School of
Information
Previously School of Library & Information Studies
Friday Afternoon Seminar: Summaries.
296a-1 Seminar: Information Access, Spring 2009.
Fridays 3-5. 107 South Hall.
Schedule.
Summaries will be added as they become available.
Friday, Jan 23: Clifford LYNCH: Introduction to the Seminar.
Michael BUCKLAND: Remaking Access to Reference Resources.
Understanding depends on knowing the context and background of any topic,
so in a print and paper world a reference library is an excellent place to
read, to write, and to learn. But non-digital solutions are obsolescent and
the special amenity of the reference collection has not yet made an effective
transition to the digital library environment. In hindsight,
the print on paper codex-based was less than perfect in several ways.

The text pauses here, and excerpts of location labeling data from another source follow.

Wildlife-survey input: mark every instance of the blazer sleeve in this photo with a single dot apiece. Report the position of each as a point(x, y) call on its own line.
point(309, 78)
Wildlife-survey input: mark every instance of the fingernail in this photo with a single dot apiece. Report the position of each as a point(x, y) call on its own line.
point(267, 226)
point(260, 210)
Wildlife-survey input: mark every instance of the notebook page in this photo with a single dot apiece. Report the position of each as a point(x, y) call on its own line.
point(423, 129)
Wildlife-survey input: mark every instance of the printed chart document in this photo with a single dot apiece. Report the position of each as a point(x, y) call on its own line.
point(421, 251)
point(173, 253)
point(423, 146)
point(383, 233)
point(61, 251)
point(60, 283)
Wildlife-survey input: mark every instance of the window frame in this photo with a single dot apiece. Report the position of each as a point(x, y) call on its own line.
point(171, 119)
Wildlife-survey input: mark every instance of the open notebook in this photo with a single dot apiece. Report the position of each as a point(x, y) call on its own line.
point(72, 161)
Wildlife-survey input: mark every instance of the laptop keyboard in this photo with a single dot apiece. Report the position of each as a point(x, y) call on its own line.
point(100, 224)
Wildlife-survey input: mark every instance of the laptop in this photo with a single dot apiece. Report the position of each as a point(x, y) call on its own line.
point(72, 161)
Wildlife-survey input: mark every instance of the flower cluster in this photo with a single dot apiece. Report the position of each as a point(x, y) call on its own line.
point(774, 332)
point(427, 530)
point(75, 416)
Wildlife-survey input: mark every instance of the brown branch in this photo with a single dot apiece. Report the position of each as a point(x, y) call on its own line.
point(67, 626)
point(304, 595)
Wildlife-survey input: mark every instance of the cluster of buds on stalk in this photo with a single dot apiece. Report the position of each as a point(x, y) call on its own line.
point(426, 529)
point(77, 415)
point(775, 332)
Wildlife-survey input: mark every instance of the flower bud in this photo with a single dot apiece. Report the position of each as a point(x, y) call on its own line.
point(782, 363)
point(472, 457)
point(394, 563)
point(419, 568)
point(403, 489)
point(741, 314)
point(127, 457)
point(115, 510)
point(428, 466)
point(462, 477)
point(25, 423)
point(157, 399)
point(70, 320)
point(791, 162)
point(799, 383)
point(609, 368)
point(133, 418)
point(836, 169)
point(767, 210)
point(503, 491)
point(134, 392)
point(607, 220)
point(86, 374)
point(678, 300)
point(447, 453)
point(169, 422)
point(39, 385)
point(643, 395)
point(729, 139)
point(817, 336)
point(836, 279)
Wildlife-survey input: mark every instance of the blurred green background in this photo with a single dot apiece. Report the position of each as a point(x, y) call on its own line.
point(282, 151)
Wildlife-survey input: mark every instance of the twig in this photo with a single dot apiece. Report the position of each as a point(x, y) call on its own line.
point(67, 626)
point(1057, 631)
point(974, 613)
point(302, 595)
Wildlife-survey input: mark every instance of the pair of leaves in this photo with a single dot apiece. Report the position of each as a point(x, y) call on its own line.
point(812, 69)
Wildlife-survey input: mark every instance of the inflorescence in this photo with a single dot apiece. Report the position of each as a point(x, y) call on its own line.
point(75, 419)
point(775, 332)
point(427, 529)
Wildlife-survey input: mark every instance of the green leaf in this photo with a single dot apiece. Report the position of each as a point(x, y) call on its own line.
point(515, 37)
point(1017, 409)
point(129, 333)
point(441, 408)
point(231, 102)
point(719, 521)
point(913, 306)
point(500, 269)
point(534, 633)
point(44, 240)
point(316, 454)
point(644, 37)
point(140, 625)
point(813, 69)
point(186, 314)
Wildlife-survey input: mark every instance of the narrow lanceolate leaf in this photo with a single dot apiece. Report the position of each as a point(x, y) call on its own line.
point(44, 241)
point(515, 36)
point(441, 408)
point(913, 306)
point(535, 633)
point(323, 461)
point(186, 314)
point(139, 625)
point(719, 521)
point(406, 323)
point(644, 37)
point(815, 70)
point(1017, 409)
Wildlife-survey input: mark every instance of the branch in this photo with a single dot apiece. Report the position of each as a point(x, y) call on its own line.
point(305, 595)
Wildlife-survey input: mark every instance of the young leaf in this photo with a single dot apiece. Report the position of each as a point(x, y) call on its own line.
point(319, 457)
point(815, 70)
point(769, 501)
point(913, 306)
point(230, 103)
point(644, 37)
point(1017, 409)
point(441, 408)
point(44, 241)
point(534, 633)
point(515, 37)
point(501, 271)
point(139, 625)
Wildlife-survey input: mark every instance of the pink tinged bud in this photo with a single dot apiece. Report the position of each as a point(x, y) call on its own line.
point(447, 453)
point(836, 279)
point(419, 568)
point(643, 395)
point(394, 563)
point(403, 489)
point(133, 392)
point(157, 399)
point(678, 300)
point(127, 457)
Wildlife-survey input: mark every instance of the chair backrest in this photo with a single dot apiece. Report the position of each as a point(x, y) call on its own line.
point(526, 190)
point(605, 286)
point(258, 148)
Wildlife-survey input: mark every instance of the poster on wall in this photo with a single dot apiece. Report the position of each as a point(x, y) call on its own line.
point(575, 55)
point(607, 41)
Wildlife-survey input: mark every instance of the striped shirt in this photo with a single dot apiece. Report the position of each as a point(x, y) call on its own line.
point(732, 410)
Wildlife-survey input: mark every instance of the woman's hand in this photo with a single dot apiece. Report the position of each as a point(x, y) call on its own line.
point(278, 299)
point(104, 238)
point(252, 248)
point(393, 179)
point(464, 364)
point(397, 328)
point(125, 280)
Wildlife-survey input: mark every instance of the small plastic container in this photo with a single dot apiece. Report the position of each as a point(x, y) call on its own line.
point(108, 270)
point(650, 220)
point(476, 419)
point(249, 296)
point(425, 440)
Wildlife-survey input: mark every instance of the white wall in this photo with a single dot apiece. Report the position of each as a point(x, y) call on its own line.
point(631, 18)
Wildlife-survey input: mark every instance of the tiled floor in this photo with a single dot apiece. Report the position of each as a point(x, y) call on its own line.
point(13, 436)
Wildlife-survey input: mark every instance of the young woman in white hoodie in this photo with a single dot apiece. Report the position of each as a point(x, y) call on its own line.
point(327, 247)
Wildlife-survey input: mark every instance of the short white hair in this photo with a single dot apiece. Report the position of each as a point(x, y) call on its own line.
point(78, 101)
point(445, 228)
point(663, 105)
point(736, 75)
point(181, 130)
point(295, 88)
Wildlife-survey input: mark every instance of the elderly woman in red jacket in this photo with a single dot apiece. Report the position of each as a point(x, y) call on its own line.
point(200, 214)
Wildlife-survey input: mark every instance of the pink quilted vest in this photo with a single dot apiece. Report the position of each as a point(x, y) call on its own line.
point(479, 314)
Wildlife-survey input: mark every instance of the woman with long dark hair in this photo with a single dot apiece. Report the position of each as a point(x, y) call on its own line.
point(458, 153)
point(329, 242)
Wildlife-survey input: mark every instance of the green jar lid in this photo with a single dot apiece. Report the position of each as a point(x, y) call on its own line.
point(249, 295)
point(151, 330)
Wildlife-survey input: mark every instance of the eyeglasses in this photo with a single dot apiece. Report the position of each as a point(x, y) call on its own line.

Research on reference service
has focused on empowering the reference librarian rather than the even more
important task of empowering library users.
So how could we combine the
convenience of Google and the Wikipedia with
the selectivity and trustworthiness of the library reference collection?
Our projects supported by IMLS and NEH suggest how
we might achieve the best of both worlds. The talk will discuss the issues,
demonstrate prototypes being developed, discuss the possibilities, and invite
comments.
Background reading:
Library reference service in a digital environment, Library and Information
Science Research 30, no 2 (2008): 81-85. http://people.ischool.berkeley.edu/~buckland/libref.pdf.
Friday, Jan 30: Clifford LYNCH: Networked Instrumentation for the
Humanities and Social Sciences.
One of the key ideas of e-science cyberinfrastructure is the
integration of large scale observational instrumentation into the network,
data storage and computation fabric to support scientists; data collected or
derived from these instruments might be shared among large numbers of
researchers and in fact also repurposed to support teaching and learning at
all levels. Recently, I have been thinking about the implications of having
large corpora of literature and discourse -- both historic and current --
available on the net, and what this might offer for the creation of new networked
instrumentation in the humanities and social sciences, building on enabling
technologies like text mining. In this discussion, I'll outline what I believe
are some of the possibilities here, and also some of the issues involved in
access to data sources.
Friday, Feb 6: Fredrik WALLENBERG: Judging a Book by it's Cover:
Online Previews and Book Sales.
There has been a continued debate about the benefits and cost associated with
providing free samples of information goods on the Internet. Some argue that the
samples lead to increased sales through increased awareness of the good while others
claim that the previews and samples cannibalize sales. In this paper I present a
unifying model where we show that information about the good, specifically samples/trial
versions/previews, etc., of the good have both a sales promoting and cannibalizing effect
and that either of the two can be dominant. I then set up an experiment in which I
look at the impact on the sales of a specific set of books from the enabling of searching
the contents and previewing of pages relevant to the search query. I find no significant
impact on sales from the previews. The sample available to me is however on the small
side and also from a very specific genre, both of which impact the results.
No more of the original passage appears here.